My advice: Retailers should continue to offer lenient return policies around the holidays, including keeping the return window at least 30 days (in-person and online) and allowing for online-only purchases to be returned in stores. Keeping the window shorter (but still allowing for returns) can help alleviate the impact returns have on the beginning of the year’s cash flow.

Supply chain

Worldwide supply chain constraints have had a lasting impact on retail operations. If we’ve learned one thing from these challenges, it’s the importance of planning.

Having an adequate supply chain strategy in place will reduce the risk of overspending on unnecessary items and the risk of running out of supply for highly sought items. Ordering inventory early in the year can ensure you have adequate stock for top-selling items when the holiday season rolls around. Not having a bestselling product available often means the product will get substituted by the best alternative.

My advice: Consumer data is your best friend. Properly tracking and utilizing this data can help you have a better understanding of your consumers and their purchase patterns, and which products will likely be in high demand during the holidays (for inventory planning purposes).

Related: Think It’s Too Early to Strategize for Holiday Ecommerce Sales? Think Again.

Labor market

A tight labor market and rising labor costs continue to cause challenges during the holiday hiring season. Failing to meet hiring goals can eventually lead to a loss in sales due to not having enough staff to help ensure shipments, inventory and in-person sales are accounted for.

My advice: Retailers should consider revamping recruiting strategies, raising wages, offering flexible schedules and extending benefits in order to attract new or seasonal hires.
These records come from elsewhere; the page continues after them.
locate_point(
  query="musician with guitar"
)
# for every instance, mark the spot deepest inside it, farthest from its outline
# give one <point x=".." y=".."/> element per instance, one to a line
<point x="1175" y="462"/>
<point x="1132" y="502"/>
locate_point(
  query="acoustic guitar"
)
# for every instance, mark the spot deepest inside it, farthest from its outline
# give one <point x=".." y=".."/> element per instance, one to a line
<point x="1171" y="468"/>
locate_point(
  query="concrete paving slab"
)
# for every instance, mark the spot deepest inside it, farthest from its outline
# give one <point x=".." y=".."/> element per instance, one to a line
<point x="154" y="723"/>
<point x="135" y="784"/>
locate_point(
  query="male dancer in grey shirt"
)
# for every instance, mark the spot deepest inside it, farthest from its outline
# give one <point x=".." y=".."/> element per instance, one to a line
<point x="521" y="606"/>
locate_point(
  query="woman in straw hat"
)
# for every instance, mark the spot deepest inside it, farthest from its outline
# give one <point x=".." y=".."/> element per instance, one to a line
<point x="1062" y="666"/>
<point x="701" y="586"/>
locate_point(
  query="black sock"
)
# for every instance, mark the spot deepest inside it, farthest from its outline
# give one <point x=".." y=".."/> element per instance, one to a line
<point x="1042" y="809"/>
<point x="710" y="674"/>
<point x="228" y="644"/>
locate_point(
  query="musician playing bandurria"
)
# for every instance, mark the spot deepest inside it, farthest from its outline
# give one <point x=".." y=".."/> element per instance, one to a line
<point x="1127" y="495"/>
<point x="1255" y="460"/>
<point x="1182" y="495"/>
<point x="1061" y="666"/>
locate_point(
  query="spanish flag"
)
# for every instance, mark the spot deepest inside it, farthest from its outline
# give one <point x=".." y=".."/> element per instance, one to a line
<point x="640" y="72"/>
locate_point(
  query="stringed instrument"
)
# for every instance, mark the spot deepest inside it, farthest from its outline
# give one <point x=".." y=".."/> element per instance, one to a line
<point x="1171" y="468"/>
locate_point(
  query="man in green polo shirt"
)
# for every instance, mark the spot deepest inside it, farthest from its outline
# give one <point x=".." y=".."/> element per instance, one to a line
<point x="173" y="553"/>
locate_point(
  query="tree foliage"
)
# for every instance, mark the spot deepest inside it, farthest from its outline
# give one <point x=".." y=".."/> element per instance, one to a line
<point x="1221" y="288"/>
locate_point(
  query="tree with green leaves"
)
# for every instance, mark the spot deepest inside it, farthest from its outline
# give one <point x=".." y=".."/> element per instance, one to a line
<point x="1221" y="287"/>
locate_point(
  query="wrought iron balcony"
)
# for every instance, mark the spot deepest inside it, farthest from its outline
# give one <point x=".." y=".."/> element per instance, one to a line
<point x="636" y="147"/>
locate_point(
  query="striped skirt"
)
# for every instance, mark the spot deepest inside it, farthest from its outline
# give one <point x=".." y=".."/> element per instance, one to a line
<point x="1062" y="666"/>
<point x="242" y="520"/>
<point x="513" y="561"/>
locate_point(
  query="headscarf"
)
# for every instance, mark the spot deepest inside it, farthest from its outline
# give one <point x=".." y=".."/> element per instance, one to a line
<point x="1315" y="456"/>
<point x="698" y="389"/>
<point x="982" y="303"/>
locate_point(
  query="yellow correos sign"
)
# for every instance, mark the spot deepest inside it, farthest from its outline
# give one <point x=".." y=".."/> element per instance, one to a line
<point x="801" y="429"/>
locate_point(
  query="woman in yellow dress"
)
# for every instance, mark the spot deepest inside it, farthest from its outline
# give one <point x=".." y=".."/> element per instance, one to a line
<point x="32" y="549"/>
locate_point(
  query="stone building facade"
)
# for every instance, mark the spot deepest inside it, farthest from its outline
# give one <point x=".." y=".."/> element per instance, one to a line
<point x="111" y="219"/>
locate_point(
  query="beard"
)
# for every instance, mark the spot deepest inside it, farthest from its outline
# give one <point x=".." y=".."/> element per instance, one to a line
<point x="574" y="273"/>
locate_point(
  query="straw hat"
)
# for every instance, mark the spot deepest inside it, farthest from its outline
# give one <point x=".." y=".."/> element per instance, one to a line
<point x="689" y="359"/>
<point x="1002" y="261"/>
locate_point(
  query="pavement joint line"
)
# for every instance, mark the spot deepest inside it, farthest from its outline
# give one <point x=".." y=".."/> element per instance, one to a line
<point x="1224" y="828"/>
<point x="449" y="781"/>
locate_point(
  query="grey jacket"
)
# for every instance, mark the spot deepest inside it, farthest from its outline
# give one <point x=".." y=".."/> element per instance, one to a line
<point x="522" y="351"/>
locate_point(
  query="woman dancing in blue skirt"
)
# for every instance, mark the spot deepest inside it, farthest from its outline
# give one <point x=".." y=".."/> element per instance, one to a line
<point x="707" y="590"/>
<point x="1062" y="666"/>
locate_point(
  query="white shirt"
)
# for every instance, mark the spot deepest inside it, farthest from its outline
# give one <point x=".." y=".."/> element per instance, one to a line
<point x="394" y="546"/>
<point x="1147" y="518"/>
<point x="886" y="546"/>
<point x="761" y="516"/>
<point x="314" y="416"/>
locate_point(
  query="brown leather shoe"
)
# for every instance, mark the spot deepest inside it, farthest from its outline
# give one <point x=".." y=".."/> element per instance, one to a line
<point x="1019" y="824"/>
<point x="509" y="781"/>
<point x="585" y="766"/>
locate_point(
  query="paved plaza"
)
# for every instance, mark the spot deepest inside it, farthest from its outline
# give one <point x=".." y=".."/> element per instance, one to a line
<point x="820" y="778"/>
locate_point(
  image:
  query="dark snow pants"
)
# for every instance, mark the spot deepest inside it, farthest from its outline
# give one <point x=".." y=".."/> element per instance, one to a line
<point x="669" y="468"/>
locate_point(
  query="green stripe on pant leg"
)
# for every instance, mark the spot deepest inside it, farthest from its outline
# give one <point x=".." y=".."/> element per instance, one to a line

For retailers who are rethinking their reliance on seasonal workers, consider more appealing offerings for regular staff to take on extra hours.

Consumer behavior

The current economic climate has impacted the way consumers approach brand loyalty, with many looking to shop for the best deal, even if it’s not through their preferred retailer. As economic uncertainty persists, consumers are experiencing behavioral shifts.

My advice: Retailers should focus on loyalty strategies to reward customers for shopping at their stores (e.g., offering exclusive deals to loyalty members or offering a point system for each dollar spent rewarding customers down the line with credit or a gift). Retailers can also draw in new customers by offering bonus rewards for signing up for the loyalty program that encourage them to return to the store. Creating a connected omnichannel experience where the physical and online stores sync is also a big draw for consumers.

Adequate planning and forecasting throughout the year is the foolproof way to ensure your business is best positioned for the most wonderful time of year. By preparing for the upcoming holiday season year-round as opposed to just in the second half of the year, retailers can directly apply lessons learned from the previous year, effectively plan for various scenarios based on different external factors (i.e., inflation) and get a head start on competitors.